Then he began to read.
How it went with them I know not, but I was soon entirely lost in what I heard. With my head upon my arm I listened, the visions that he conjured filled my eyes, the music of his words engrossed my ears; more beautiful in form and purpose than anything he yet had written, this last canto filled me with joy and pride.
When the last words fell, I did not raise my head from the table. Heaven knows why, but I did not want to let them see, not even them, that the tears were gushing from my eyes.
I heard Gabriel collect his papers and put them into his pocket; still none of us spoke. It seemed time to break the silence. I lifted my head and looked up at my poet.

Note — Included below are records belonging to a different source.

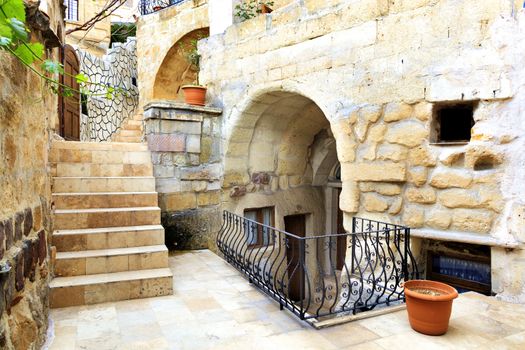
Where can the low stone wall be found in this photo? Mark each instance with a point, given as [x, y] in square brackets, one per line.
[185, 145]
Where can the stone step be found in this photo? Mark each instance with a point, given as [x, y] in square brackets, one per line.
[91, 262]
[104, 200]
[129, 132]
[99, 146]
[101, 156]
[105, 217]
[98, 170]
[103, 184]
[93, 289]
[107, 238]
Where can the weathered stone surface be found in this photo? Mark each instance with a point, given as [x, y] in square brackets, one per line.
[421, 195]
[208, 198]
[418, 176]
[439, 219]
[459, 198]
[482, 158]
[408, 133]
[349, 199]
[413, 216]
[397, 111]
[377, 171]
[454, 159]
[374, 203]
[472, 220]
[177, 201]
[385, 189]
[446, 179]
[396, 206]
[238, 191]
[423, 111]
[422, 156]
[392, 152]
[377, 133]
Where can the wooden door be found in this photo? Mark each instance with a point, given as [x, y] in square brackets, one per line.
[341, 240]
[295, 224]
[69, 107]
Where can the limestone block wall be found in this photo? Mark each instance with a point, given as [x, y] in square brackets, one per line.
[377, 70]
[159, 32]
[185, 146]
[27, 117]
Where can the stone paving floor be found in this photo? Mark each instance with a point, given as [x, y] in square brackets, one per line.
[213, 307]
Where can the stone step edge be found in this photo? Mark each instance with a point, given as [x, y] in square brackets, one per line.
[98, 253]
[104, 177]
[102, 193]
[100, 146]
[104, 210]
[103, 278]
[109, 230]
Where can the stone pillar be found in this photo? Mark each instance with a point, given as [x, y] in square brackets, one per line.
[220, 14]
[184, 141]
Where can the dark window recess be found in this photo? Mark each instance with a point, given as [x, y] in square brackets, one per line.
[256, 235]
[453, 122]
[465, 272]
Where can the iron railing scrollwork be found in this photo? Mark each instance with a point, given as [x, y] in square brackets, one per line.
[308, 276]
[150, 6]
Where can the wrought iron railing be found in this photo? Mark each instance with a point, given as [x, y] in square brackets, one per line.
[150, 6]
[311, 276]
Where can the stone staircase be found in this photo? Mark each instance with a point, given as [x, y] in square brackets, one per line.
[108, 237]
[130, 131]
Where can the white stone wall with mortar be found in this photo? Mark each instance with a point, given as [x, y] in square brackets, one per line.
[375, 69]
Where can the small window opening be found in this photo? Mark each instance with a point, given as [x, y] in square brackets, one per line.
[257, 235]
[453, 122]
[467, 267]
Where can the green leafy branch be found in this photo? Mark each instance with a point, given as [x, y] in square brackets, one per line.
[250, 8]
[15, 38]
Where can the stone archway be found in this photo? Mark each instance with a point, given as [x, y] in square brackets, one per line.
[174, 70]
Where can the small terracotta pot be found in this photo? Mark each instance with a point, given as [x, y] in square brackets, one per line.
[265, 9]
[194, 95]
[429, 314]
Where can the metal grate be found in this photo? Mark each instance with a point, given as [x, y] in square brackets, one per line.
[71, 10]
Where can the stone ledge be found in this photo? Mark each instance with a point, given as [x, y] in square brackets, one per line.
[166, 104]
[463, 237]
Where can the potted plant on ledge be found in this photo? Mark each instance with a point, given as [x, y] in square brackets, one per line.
[194, 94]
[429, 305]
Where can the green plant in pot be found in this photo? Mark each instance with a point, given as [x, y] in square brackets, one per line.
[251, 8]
[194, 94]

There he sat with head thrown back and quivering lips; his eyes, wide with mingled fear and yearning, were fixed upon Constance, whose white, uplifted face was as the mirror of his own. It was for an instant only; the next, they turned to me.
And so the tale was told; we sat there, we three, blenched and panic-stricken, gazing into each other’s eyes.
The time had come. I rose, took their hands, and laid them together on the table. I would have said something, but no words came; so, smiling simply into the face of each, I bent and kissed the intertwining fingers, then left the room. I groped my way into the garden, and, standing on a flower-bed beneath the window, looked in upon them. They sat as I had left them, with clasped hands and mingled gaze. I think it was Constance that moved first, I am not sure, but they rose suddenly and fell into each other’s arms. For an instant I looked upon them with a strange sense of exultation, as if, perhaps, I were the Spirit of Love, and not a jealous woman. But when he turned back her white face with his hand and bent over her, all the woman in me returned. I saw her little hands clutch him convulsively, she gave a low cry,—and then I slipped from the window on to the ground.
How long I crouched there I cannot tell; I felt as one must feel that has been buried for dead and awakes in the grave. There was mignonette beside me, and a clump of southern wood. It was the sound of some one bounding down the steps that roused me. Gabriel had left her. I got up and shook my clothes, walking to and fro on the lawn. When at length I thought of going home, I remembered that I had left my things in Constance’s room, and that it might seem strange in me to arrive at the house bareheaded. So I went upstairs. The passage was not quite dark; I could just see that Constance lay outside her bedroom door. I stooped and tried to raise her, but she flung herself to my knees, crying:
“Emilia!—O my God!”
“Hush!” said I; “come into the room. Hush! the servants might hear you.”
So I drew her in and would have laid her on her bed; but again she fell down and clasped my knees.
“Dear!” she cried; “dear, you loved me so, and this is what I have done. Oh, Emilia, forgive me!—Emilia, forgive me, oh, forgive me!”